TRADITION
La tradition dans le christianisme
Désignant nécessairement une démarche interpersonnelle, la tradition est une notion sociologique, relative à un groupe familial, à une classe sociale, à un ensemble professionnel, à une aire géographique ; tout comme la notion d'État, elle peut s'incarner pour un temps dans un individu, elle ne peut s'identifier à lui ; le propos prêté à un pape du xixe siècle : « La tradition, c'est moi », n'est pas plus véridique que le célèbre « L'État, c'est moi ». La tradition est une notion historique ; elle est l'appel que le présent adresse au passé, ou l'héritage par lequel le passé se survit dans le présent ; quelle que soit la rapidité avec laquelle elle se constitue parfois, il n'y a pas de tradition dans l'instant. Pour ces deux raisons, la religion, en particulier la religion révélée, est par excellence le champ de la tradition ; faire table rase de ce qui l'a précédé est l'attitude du philosophe ; l'homme religieux s'accomplit au contraire en s'insérant dans une continuité qui le dépasse ; même les religions qui naissent sous nos yeux n'ont de cesse qu'elles ne se constituent en traditions, et les révolutions qui se produisent dans ce domaine ne se donnent pas pour des commencements absolus, mais pour des retours à une origine oubliée. De toutes les religions révélées, le christianisme est sans doute la plus traditionnelle ; il est la seule qui ait élevé la tradition à la dignité d'un « argument », c'est-à-dire d'un critère de vérité doctrinale ; c'est dans le christianisme que les documents relatifs au bon ou mauvais usage de la tradition sont le plus nombreux et le plus explicites. C'est donc le christianisme que l'on interrogera principalement ; faute d'en pouvoir suivre toute l'histoire, on s'arrêtera à trois périodes déterminantes, qui sont l'apparition du thème dans le Nouveau Testament, son développement dans la théologiepatristique, enfin les déchirements et les approfondissements de la Renaissance ; mais on tentera auparavant une analyse plus générale, pour laquelle on empruntera des exemples dans différents contextes culturels et religieux.

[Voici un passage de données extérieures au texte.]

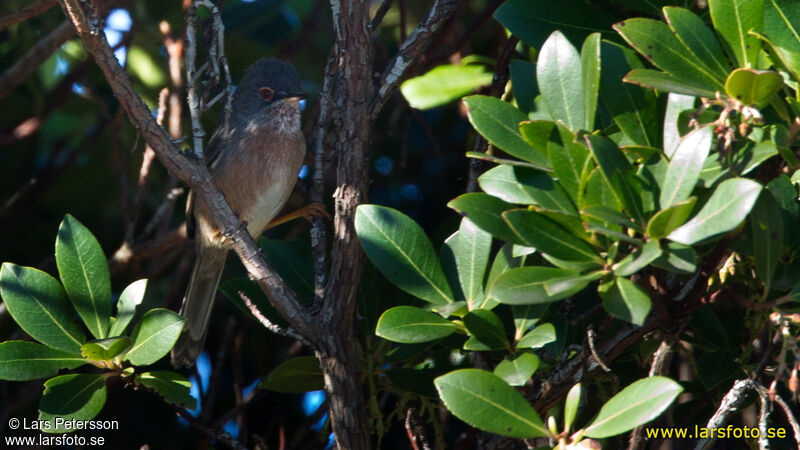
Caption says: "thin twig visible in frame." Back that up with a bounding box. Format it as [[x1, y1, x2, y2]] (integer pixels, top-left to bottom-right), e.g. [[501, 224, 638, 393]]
[[311, 48, 338, 303], [761, 392, 800, 448], [404, 408, 431, 450], [60, 0, 314, 336], [0, 21, 75, 99], [125, 88, 169, 242], [237, 291, 308, 345], [0, 0, 58, 31], [370, 0, 462, 118], [586, 326, 611, 373], [175, 408, 247, 450], [186, 4, 206, 156], [432, 0, 505, 67], [465, 36, 519, 193], [369, 0, 392, 31]]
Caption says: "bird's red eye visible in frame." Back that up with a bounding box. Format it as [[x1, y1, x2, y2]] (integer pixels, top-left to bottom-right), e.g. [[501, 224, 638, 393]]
[[258, 87, 275, 102]]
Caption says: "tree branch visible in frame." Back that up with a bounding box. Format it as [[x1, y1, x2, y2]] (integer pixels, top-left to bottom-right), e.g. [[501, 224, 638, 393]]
[[0, 0, 58, 31], [55, 0, 313, 335], [370, 0, 462, 118]]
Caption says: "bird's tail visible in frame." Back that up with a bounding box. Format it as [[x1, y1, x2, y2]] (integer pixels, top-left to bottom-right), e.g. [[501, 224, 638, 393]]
[[171, 247, 228, 367]]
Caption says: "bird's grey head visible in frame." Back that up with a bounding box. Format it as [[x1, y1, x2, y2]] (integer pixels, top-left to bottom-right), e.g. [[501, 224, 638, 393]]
[[232, 58, 303, 123]]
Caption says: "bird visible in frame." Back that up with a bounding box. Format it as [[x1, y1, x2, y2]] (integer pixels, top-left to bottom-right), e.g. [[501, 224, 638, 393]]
[[171, 58, 306, 367]]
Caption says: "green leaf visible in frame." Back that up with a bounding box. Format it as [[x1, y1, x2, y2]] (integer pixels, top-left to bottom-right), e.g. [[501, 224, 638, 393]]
[[544, 271, 605, 297], [0, 263, 86, 355], [464, 95, 550, 167], [624, 69, 721, 98], [503, 209, 602, 264], [442, 219, 492, 307], [667, 178, 761, 245], [108, 280, 147, 336], [124, 308, 186, 366], [81, 336, 133, 361], [547, 122, 594, 203], [647, 197, 697, 239], [584, 376, 683, 439], [536, 31, 587, 131], [581, 205, 644, 232], [258, 356, 325, 393], [750, 31, 800, 80], [564, 383, 581, 431], [489, 266, 589, 305], [586, 135, 645, 223], [136, 370, 197, 410], [614, 17, 723, 92], [511, 305, 547, 339], [664, 93, 695, 158], [581, 33, 600, 130], [725, 69, 783, 108], [708, 0, 764, 68], [664, 6, 731, 80], [659, 126, 712, 209], [494, 0, 617, 48], [446, 192, 525, 244], [39, 374, 106, 433], [0, 341, 86, 381], [603, 278, 651, 326], [579, 167, 622, 211], [127, 45, 167, 89], [463, 309, 508, 351], [56, 214, 111, 339], [375, 306, 457, 344], [653, 242, 697, 273], [478, 166, 578, 217], [767, 174, 800, 251], [400, 64, 492, 109], [508, 59, 539, 114], [750, 190, 783, 288], [586, 223, 644, 246], [519, 120, 556, 153], [494, 353, 539, 386], [464, 152, 553, 172], [516, 323, 556, 348], [600, 42, 659, 146], [383, 367, 449, 400], [355, 205, 454, 305], [734, 141, 778, 175], [434, 369, 548, 438], [613, 239, 661, 277]]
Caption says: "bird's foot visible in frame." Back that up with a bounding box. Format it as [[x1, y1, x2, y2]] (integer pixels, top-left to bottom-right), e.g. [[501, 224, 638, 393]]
[[264, 203, 331, 230]]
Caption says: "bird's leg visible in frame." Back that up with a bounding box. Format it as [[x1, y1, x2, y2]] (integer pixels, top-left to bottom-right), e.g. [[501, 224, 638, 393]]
[[264, 203, 331, 231]]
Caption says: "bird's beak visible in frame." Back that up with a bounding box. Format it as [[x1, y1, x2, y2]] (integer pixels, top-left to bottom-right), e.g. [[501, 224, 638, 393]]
[[284, 92, 306, 102]]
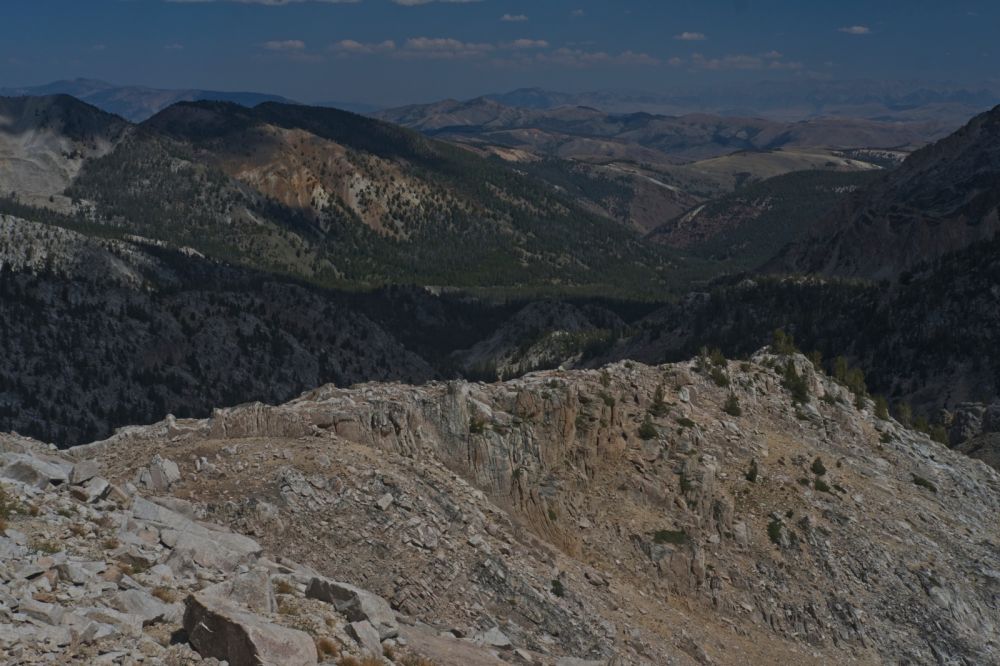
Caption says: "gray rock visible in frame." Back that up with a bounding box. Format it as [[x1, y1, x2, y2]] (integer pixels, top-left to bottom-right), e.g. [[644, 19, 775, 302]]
[[70, 476, 111, 504], [306, 577, 399, 640], [200, 569, 278, 614], [112, 590, 179, 627], [18, 599, 65, 625], [375, 493, 395, 511], [184, 593, 318, 666], [475, 627, 511, 648], [69, 460, 101, 486], [0, 453, 72, 489], [347, 620, 382, 657]]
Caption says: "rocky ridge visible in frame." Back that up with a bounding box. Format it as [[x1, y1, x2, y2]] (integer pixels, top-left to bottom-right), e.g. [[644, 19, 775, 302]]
[[4, 350, 1000, 664]]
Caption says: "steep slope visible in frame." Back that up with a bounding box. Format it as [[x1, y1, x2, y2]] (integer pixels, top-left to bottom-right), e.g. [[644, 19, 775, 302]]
[[598, 228, 1000, 444], [486, 78, 1000, 124], [769, 107, 1000, 279], [0, 79, 294, 122], [0, 95, 128, 204], [0, 217, 435, 446], [69, 102, 684, 293], [376, 98, 942, 164], [648, 171, 878, 270], [60, 351, 1000, 665]]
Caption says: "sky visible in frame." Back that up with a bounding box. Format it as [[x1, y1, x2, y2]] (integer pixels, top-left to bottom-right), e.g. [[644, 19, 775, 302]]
[[0, 0, 1000, 106]]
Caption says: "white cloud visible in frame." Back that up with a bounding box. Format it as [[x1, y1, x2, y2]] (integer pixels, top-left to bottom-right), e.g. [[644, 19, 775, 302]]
[[500, 39, 549, 51], [166, 0, 361, 7], [330, 39, 396, 55], [263, 39, 306, 51], [392, 0, 483, 7], [688, 51, 802, 71], [535, 48, 661, 67]]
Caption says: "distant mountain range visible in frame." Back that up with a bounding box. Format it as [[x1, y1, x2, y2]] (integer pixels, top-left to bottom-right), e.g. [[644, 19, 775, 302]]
[[0, 79, 294, 122], [485, 80, 1000, 126], [770, 106, 1000, 279]]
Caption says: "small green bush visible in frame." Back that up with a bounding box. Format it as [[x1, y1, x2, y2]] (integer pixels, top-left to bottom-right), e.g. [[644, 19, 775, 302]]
[[875, 395, 889, 421], [639, 416, 660, 440], [767, 519, 785, 546], [771, 328, 798, 356], [782, 361, 809, 404], [653, 530, 687, 546]]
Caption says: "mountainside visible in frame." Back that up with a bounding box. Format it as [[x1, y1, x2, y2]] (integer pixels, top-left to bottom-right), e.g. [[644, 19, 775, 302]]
[[769, 107, 1000, 279], [0, 350, 1000, 666], [486, 79, 1000, 128], [62, 102, 673, 294], [648, 171, 879, 270], [0, 79, 293, 122], [0, 217, 435, 446], [0, 95, 128, 203], [376, 98, 936, 164]]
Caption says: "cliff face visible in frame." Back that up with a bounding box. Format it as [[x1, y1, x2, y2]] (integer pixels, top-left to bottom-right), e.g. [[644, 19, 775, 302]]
[[56, 352, 1000, 664], [768, 103, 1000, 279]]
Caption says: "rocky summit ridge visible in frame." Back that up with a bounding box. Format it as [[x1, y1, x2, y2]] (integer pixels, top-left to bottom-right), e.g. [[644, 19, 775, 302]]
[[0, 348, 1000, 666]]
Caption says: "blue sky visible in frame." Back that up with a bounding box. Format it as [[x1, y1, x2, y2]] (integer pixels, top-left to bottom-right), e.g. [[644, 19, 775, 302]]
[[0, 0, 1000, 104]]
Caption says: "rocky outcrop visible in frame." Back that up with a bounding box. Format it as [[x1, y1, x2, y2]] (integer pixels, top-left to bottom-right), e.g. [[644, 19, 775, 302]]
[[0, 436, 458, 666], [74, 350, 1000, 664]]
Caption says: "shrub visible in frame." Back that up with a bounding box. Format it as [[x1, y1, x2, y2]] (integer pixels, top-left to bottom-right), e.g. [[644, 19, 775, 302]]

Phénoménologie de la tradition
Aujourd'hui où la principale séduction est celle de la modernité, on comprend mal que le même prestige se soit attaché en d'autres temps à l'ancienneté. Parmi les multiples témoins de cette mentalité, on peut citer le mythe de l'âge d'or où les hommes étaient plus près des dieux et de la nature, et après lequel la sagesse et le bonheur ne cessèrent de se dégrader ; l'auctoritas vetustatis que, bien avant la fin de l'Antiquité classique, l'on reconnut aux premiers poètes, aux Sept Sages, aux philosophes présocratiques ; le mos maiorum dont le souvenir inspira la république romaine. Une illustration typique de cet état d'esprit apparaît dans les controverses qui opposèrent les différentes cultures sur la priorité chronologique de leurs fondateurs respectifs ; c'est ainsi que les juifs de l'époque hellénistique et les chrétiens des premiers siècles rivalisèrent d'efforts pour établir, contre le paganisme grec, que Moïse et les prophètes avaient précédé, et donc secrètement inspiré Homère, Hésiode ou Platon. Dans cette perspective, toute nouveauté devint synonyme d'erreur ; c'est, au xixe siècle, la thèse de l'école dite précisément traditionaliste : « La vérité, quoique oubliée des hommes, n'est jamais nouvelle : elle est du commencement, ab initio. L'erreur est toujours une nouveauté dans le monde ; elle est sans ancêtres et sans postérité ; mais par cela même elle flatte l'orgueil, et chacun de ceux qui la propagent s'en croit le père » (L. de Bonald) ; mais,[...]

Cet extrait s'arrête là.